Hello, Masamitsu Japanese Cuisine in San Marino, California

I go to nice restaurants on a very regular basis, but it’s been a little while since I’ve been to an ultra high-end place. Last Wednesday night, I joined one of my foodie friends for an omakase experience at Masamitsu Japanese Cuisine in San Marino of Los Angeles County, California.

For our appetizer, we got four small dishes. The first was shrimp and mushrooms in house-made sauce. The sauce had a perfect level of tang to it, and the shrimp was literally the most tender shrimp I’ve ever eaten in my entire life.

The second was monkfish liver. This is the second time I’ve ever had monkfish liver; the previous time I tried it, it sort of tasted like crab miso, but this time, it had a more unique and individual taste. The third was some noodles with jelly-like consistency. I wasn’t really able to precisely pinpoint exactly what it was. The noodles themselves had a mild flavor, but the sauce was a tiny bit too sour for my preference. My favorite facet of the dish was actually the texture—it was very slippery and slimy, but not in an unpleasant way.

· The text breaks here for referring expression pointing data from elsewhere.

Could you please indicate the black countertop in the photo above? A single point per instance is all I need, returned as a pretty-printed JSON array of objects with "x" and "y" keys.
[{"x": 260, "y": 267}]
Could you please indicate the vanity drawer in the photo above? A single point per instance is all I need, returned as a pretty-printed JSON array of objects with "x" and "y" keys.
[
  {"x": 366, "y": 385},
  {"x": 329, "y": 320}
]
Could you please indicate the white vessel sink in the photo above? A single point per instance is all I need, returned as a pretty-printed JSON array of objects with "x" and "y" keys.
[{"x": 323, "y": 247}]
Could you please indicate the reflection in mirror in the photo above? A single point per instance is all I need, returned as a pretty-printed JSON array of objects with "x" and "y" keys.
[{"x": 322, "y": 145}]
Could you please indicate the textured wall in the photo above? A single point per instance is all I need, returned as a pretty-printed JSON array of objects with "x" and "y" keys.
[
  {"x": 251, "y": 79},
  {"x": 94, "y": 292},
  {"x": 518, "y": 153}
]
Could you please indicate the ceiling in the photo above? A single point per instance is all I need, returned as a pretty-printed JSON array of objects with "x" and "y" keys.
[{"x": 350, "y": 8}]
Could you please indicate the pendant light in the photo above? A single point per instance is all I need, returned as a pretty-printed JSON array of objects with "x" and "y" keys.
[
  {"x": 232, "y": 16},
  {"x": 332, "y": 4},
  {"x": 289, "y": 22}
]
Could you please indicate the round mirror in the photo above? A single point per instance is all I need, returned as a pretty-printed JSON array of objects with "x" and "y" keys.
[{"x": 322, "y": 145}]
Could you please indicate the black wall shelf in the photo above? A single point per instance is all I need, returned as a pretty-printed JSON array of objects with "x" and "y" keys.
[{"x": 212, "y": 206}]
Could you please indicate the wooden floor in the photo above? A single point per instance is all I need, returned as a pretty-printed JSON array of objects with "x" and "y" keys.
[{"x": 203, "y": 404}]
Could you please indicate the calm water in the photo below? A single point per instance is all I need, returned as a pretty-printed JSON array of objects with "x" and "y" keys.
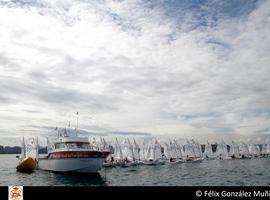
[{"x": 213, "y": 172}]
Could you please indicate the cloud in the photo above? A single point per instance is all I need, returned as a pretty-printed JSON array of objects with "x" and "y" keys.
[{"x": 162, "y": 67}]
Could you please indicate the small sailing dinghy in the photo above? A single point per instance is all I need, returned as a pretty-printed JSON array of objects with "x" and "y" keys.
[
  {"x": 153, "y": 154},
  {"x": 208, "y": 152},
  {"x": 27, "y": 163}
]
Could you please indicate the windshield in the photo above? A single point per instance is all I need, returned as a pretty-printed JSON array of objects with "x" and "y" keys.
[{"x": 73, "y": 145}]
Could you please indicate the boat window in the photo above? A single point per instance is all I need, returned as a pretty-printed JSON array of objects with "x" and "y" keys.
[{"x": 73, "y": 145}]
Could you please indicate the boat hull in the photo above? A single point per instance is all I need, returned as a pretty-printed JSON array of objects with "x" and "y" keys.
[
  {"x": 72, "y": 165},
  {"x": 27, "y": 164}
]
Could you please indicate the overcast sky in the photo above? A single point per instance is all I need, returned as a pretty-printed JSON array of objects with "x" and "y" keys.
[{"x": 165, "y": 67}]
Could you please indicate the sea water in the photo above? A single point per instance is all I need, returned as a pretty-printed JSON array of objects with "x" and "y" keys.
[{"x": 242, "y": 172}]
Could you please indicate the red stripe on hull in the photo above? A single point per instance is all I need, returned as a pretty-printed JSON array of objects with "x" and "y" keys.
[{"x": 78, "y": 154}]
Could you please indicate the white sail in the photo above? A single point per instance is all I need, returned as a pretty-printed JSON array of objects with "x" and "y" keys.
[
  {"x": 118, "y": 156},
  {"x": 254, "y": 150},
  {"x": 243, "y": 149},
  {"x": 189, "y": 150},
  {"x": 234, "y": 150},
  {"x": 136, "y": 150},
  {"x": 50, "y": 146},
  {"x": 208, "y": 152},
  {"x": 127, "y": 150},
  {"x": 31, "y": 147},
  {"x": 179, "y": 150},
  {"x": 222, "y": 151}
]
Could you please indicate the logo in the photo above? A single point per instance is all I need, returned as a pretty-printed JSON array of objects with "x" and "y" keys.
[{"x": 15, "y": 192}]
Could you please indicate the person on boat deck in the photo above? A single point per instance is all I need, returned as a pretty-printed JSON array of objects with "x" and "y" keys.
[{"x": 126, "y": 160}]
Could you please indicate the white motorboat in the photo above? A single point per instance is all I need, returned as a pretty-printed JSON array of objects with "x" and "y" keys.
[{"x": 72, "y": 155}]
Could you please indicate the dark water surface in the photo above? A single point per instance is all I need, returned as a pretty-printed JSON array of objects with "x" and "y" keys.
[{"x": 249, "y": 172}]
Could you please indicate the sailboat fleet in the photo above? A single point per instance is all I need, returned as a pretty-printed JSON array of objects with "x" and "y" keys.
[
  {"x": 91, "y": 154},
  {"x": 152, "y": 152}
]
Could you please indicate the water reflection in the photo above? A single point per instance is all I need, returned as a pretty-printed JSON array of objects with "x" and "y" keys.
[{"x": 79, "y": 179}]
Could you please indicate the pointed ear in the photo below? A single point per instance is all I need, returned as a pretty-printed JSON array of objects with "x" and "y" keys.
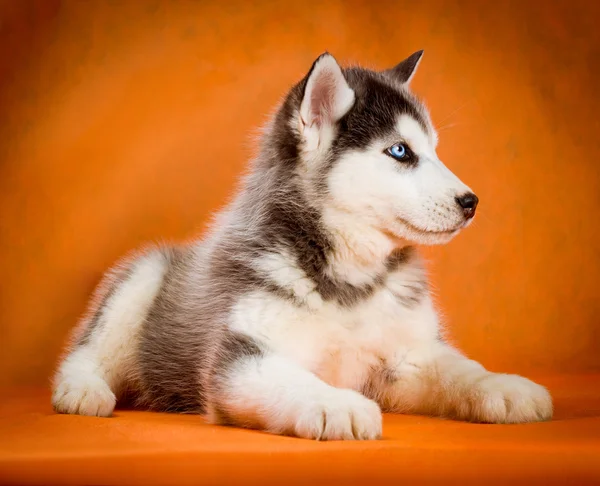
[
  {"x": 327, "y": 96},
  {"x": 404, "y": 71}
]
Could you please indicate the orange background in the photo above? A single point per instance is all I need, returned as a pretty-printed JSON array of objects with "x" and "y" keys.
[{"x": 124, "y": 122}]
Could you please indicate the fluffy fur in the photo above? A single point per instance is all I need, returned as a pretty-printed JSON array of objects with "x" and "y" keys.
[{"x": 305, "y": 310}]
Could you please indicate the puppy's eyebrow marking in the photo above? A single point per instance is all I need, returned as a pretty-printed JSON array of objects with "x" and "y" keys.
[{"x": 414, "y": 135}]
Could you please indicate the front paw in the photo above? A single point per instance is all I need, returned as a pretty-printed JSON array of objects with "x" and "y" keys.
[
  {"x": 507, "y": 399},
  {"x": 339, "y": 415}
]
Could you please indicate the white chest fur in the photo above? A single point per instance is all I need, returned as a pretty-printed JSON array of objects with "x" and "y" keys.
[{"x": 340, "y": 345}]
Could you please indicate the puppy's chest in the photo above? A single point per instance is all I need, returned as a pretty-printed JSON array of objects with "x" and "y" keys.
[{"x": 340, "y": 345}]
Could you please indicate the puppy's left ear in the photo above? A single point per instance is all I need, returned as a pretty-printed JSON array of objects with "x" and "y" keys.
[{"x": 404, "y": 71}]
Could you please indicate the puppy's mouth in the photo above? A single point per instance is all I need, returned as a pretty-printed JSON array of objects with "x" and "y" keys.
[{"x": 423, "y": 231}]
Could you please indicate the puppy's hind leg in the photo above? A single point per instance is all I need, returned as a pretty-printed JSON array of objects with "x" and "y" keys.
[{"x": 102, "y": 358}]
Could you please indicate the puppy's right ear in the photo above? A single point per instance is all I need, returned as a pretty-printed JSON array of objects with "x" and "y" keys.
[
  {"x": 327, "y": 97},
  {"x": 405, "y": 70}
]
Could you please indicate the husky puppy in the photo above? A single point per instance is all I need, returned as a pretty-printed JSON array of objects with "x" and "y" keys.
[{"x": 305, "y": 310}]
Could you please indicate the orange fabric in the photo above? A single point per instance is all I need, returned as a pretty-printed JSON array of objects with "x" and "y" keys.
[
  {"x": 143, "y": 448},
  {"x": 126, "y": 122}
]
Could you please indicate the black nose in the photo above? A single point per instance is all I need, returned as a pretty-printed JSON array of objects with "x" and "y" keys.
[{"x": 468, "y": 202}]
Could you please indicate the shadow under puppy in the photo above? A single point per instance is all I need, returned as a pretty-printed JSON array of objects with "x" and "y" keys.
[{"x": 305, "y": 310}]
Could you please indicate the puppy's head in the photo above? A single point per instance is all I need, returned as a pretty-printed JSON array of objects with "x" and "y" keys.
[{"x": 365, "y": 145}]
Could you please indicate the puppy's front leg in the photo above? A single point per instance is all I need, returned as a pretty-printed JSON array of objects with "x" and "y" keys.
[
  {"x": 253, "y": 386},
  {"x": 437, "y": 380}
]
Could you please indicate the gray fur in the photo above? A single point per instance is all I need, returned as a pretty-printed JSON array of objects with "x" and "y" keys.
[{"x": 185, "y": 348}]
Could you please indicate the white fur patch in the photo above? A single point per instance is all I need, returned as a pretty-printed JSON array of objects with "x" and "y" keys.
[
  {"x": 281, "y": 397},
  {"x": 86, "y": 380}
]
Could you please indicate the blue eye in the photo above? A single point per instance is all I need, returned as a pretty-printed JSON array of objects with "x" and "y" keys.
[{"x": 398, "y": 151}]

Finally, the fourth was an oyster. I squeezed a tiny bit of fresh lemon juice onto it. This was probably one of the best oysters I’ve ever had—it had just enough flavor that it was right up to the threshold of strength and intensity of oysteriness without being too strong. The texture was extremely smooth and it had a very clean and pure aftertaste.

The second course was a plate of sashimi. Each cut of sashimi was aggressively thick, which made it extremely satisfying to eat. Even the slice of chutoro was very large, which is rare to see when it comes to high-end fish like tuna belly.

The sashimi came with various edible flowers on the side. I usually try to avoid edible flowers because they just taste too much like I spritzed perfume in­to my mouth, but these were a lot more subtle in flavor. The chef also gave us some advice on which ones to have in what manner (e.g., certain ones that work better with or without soy sauce), which also helped maximize the flavor profile of the whole course.

The third course was chawanmushi with truffle, caviar, and mushroom. The deep richness of the egg custard went well after having just finished large por­tions of raw fish.

Next up was the assortment of nigiri.

There was one piece that stood out to me. I actually don’t remember which fish it was, but it was very well prepared. Half of it was seared so, when I put the whole piece of nigiri in my mouth, it tasted as if I was eating two different pieces at once. The amount of sear was perfect—it added the nice flavor of charred and burnt fish, but it was not bitter at all.

One other recurring theme for some of the pieces of nigiri that I really liked was the way the fish was scored. This increased the surface area of the fish so that, when I put the piece in my mouth, it made more thorough contact with my tongue and allowed me to taste the fish more deeply. This doesn’t mat­ter as much in other situations, but when the quality of the fish is as high as what Masamitsu uses, it does make a noticeable difference.

We took a brief intermission from nigiri for some black cod. The skin was nearly as tender as the fish itself, and with the thinly-sliced and lightly-pickled cucumber on the side, it tasted amazing.

I always take and use my own photographs for my website, but my friend wanted to contribute this time around. She took six out of the 21 photos in this blog post. Can you figure out which ones they are?

The next round of nigiri came after the cod. We got sweet shrimp, tuna belly, and salmon roe.

If you know me well, you know that my favorite sushi is uni. The chef opened a new box of sea urchin for us and let me take a photo of it. He then pre­pared uni gunkan for us with a very generous portion of uni.

As our dinner approached an end, we received some miso soup with mushrooms and fish as a closer. This is probably the one and only thing we were served that I wasn’t a huge fan of, as the miso was a bit too strong. I ended up not finishing the soup, but I did eat all the mushrooms and fish inside.

The final piece of nigiri was skinless eel. I was very full by this point, but the relatively mildness of the eel went along nicely with the strong miso soup.

For dessert, we got one scoop of ice cream each. Mine was black sesame, which sort of tasted like a mixture of coffee and vanilla bean.

My friend got green tea and decided to add some extra character to her scoop.

The total for the meal pre-tax and pre-gratuity was US$306.00—omakase was $150 per person, and we added on a yuzu soda for $6. Compared to other omakase restaurants I’ve been to, this was a great price considering how good the food was. The service was also fantastic—the servers were attentive and respectful, and our chef was interactive to a degree that you like to see during an omakase experience.

If you’re ever in the Los Angeles or Pasadena area and looking for a great meal around this pricepoint, I highly recommend Masamitsu Japanese Cuisine. This was a real omakase experience in the sense that it was a truly chef-catered experience, as opposed to some restaurants that have been popping up now­a­days that just piece together a few existing items on their menu and claim that it’s omakase.

When people ask me what my all-time favorite restaurant is, my go-to answer has been Utzutzu. After this dinner, I now have Masamitsu to add to the list.